Looking at the code, it appears that the database file is produced by pickling into memory before writing to the file, hence the memory usage increases by over 0.5GB as it is being written back - and, depending on the database size, this can blow the memory space of a 32-bit process.

Firstly, I do have a medium term plan to move us to 64-bit Python with the move to Python 3 but we still need to stick with 32-bit Python at the moment (for example, we have to load 32-bit DLLs) so I need to fix this for 32-bit Python in the short term.

Secondly, I've had a look at the old (?) .sconsign per directory approach, which would seem to address this problem. I assume that this is still supported and should be as robust as the single file approach?
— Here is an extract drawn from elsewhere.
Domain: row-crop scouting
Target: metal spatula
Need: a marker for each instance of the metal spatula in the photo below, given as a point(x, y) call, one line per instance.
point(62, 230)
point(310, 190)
The only issue with this is that some of the .sconsigns appear in the directories beside the source code, which breaches the contract for our build system, where no file may be produced within the directories containing source code. Where we use VariantDirs (for the actual implementation files), there is no problem but, for header files, the .sconsign ends up in the include or interface directory. I can see how I can reasonably easily monkey patch the DirFile class in SConsign.py to override the directory in which the .sconsign resides but, before I do this, I wanted to check that there is no easier way to achieve the builds without a memory issue.

Thanks,

Steve.
Hill, Steve (FP COM)
2017-12-01 13:21:55 UTC
Permalink
Hi Bill,



Just to follow up on this. I’ve just monkey patched the DirFile class in SConsign.py so that it writes the sconsign into a single temporary directory with each sconsign named with an adler32 hash of the directory path.
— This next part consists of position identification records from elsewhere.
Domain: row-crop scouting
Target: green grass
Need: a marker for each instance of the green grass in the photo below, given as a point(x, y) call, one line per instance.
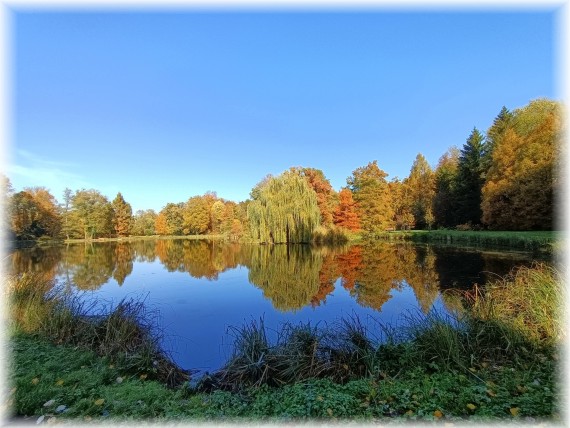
point(496, 360)
point(92, 388)
point(536, 241)
point(124, 333)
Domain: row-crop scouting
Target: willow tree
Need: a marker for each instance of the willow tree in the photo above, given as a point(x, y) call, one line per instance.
point(283, 209)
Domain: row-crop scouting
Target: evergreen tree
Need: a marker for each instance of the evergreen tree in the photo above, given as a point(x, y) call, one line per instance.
point(421, 184)
point(495, 134)
point(444, 202)
point(519, 193)
point(470, 179)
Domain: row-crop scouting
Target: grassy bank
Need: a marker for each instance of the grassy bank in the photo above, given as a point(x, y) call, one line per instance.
point(540, 241)
point(67, 383)
point(491, 362)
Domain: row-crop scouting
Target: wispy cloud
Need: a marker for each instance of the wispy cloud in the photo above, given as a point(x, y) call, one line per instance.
point(31, 170)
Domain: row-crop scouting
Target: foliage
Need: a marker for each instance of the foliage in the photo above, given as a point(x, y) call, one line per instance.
point(345, 214)
point(284, 209)
point(446, 182)
point(170, 220)
point(326, 197)
point(196, 214)
point(122, 216)
point(93, 213)
point(371, 193)
point(421, 185)
point(522, 176)
point(34, 213)
point(144, 223)
point(470, 179)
After doing the 4 basic builds, the directory contains 10,745 sconsigns totalling 674MB. Using –debug=memory, the peak memory usage of the worst case build was 925 MB, compared to ~1.4GB for the same build with the monolithic sconsign (so the difference is basically the cost of pickling the sconsign into memory first).



Cheers,



S.





Hi Bill,



Our code base is not that big – about 20,000 files, but most files get built multiple times (for different CPUs) and we build it in several different ways, each with many of their own VariantDirs. When the 4 most common builds are done, the .sconsign (having been deleted first) is just under 500MB but, given a bit of history or add in some of the less common builds, and it gets big enough to blow the memory space of Python.



I’ve split the .sconsign up so that largely independent builds on the same codebase are stored in a different .sconsign (initially done due to the time taken to write the .sconsign back), though I’ve had to write some custom Deciders to make this totally reliable. All in all, the .sconsign per directory (though with a .sconsign location outside the main source tree) would seem the best solution for me (and seems like it might be better performing too as not all files will need writing back for incremental builds), unless there is another option that I’m not aware of




Thanks,



S.







Steve,



How many files are you processing? 500MB is very large for a sconsign.
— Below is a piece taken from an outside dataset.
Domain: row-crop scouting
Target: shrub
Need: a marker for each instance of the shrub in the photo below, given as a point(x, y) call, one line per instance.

Could you try mv .sconsign .sconsign.save, let your build run and see how big the new file is?



-Bill



On Tue, Nov 28, 2017 at 7:17 AM, Hill, Steve (FP COM) <***@cobham.com> wrote:

All,

We are using 32-bit Python 2.7.12 and SCons 2.5.1 on Windows (and Linux). We have now reached the case where the database is in excess of 500MB. During the build, the memory usage bubbles along at just over 1GB but, at the end of the run we sometimes get a spike in memory usage that causes an "Out of memory" exception and the build fails.

Looking at the code, it appears that the database file is produced by pickling into memory before writing to the file, hence the memory usage increases by over 0.5GB as it is being written back - and, depending on the database size, this can blow the memory space of a 32-bit process.

Firstly, I do have a medium term plan to move us to 64-bit Python with the move to Python 3 but we still need to stick with 32-bit Python at the moment (for example, we have to load 32-bit DLLs) so I need to fix this for 32-bit Python in the short term.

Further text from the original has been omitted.